Depois desta experiência, soube que estive por muito tempo de espada e escudo levantados e decidi baixá-los finalmente. Um apego evitativo não desaparece, o traço formado na infância é até a morte, mas pode ser muito amenizado; é tratável com autoconsciência, boa vontade, esforço e muita terapia, entre os passos para amenizar que aprendi:


  • Trabalhe com um terapeuta especializado em questões de apego
  • Explore e dê sentido às suas experiências passadas (essa parte foi a que mais doeu)
  • Identifique mudanças a serem feitas (sinceridade consigo, muitos sinceridade)
  • Pratique padrões mais saudáveis (evite pessoas que "andam pensando se gostam de você")
  • Aprenda a reduzir a ansiedade e o medo em relação à comunicação (bota pra fora o que o coração quer dizer)
  • É possível uso de ansiolíticos e antidepressivos

Estratégias de enfrentamento 


  • Encontre ambientes seguros para praticar a vulnerabilidade emocional
  • Aprender a lidar de forma saudável com os relacionamentos
  • Colocar-se em primeiro lugar (aprenda a dizer não)
  • Saber se comunicar
  • Aproveitar a solitude
  • Desenvolver a paciência

Reflexões 

  • Considere que o amor não dói e nem por isso deixa de ser real (não romantize manipuladores)
  • O amor não precisa de condições para existir ou continuar existindo (corte pessoas chantagistas da sua vida)
  • Reconheça que a verdadeira intimidade nasce da segurança que seu parceiro(a) oferece, não do controle, medo ou ameaças (O poder entra por uma porta e o amor sai pela outra. Arly cravo)
  • Aprenda que nem todo silêncio significa abandono, nem toda distância representa rejeição


Depois de tudo isso, não estou dizendo que todos devem gostar e/ou namorar uma pessoa trans, mas seria muito mais interessante que pessoas valorizassem mais sentimentos e vontade de construir algo duradouro do que dar ouvidos a quem nem paga suas contas. Se algum dia você realmente se apaixonar por uma pessoa trans, não renegue o que sente, seja firme e seguro. Não sentir vergonha é uma coisa, assumir e ter firmeza é outra bem diferente.
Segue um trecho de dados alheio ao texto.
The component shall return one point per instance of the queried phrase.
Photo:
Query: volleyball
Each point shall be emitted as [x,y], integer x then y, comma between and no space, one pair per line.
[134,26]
Vou contar que a quantidade de pessoas que esculhambam de dia, na rua, no mercado, na padaria, na farmácia, em mensagens privadas de redes sociais é incalculavelmente grande, mas na calada da noite, quando ninguém está vendo, voltam para procurar aquilo que desprezaram, afinal, algo que aprendi em 12 anos trabalhando com vendas é que quem desdenha demais quer comprar, só não têm coragem e competência em admitir, isso não é pra qualquer um, isso é "coisa de macho".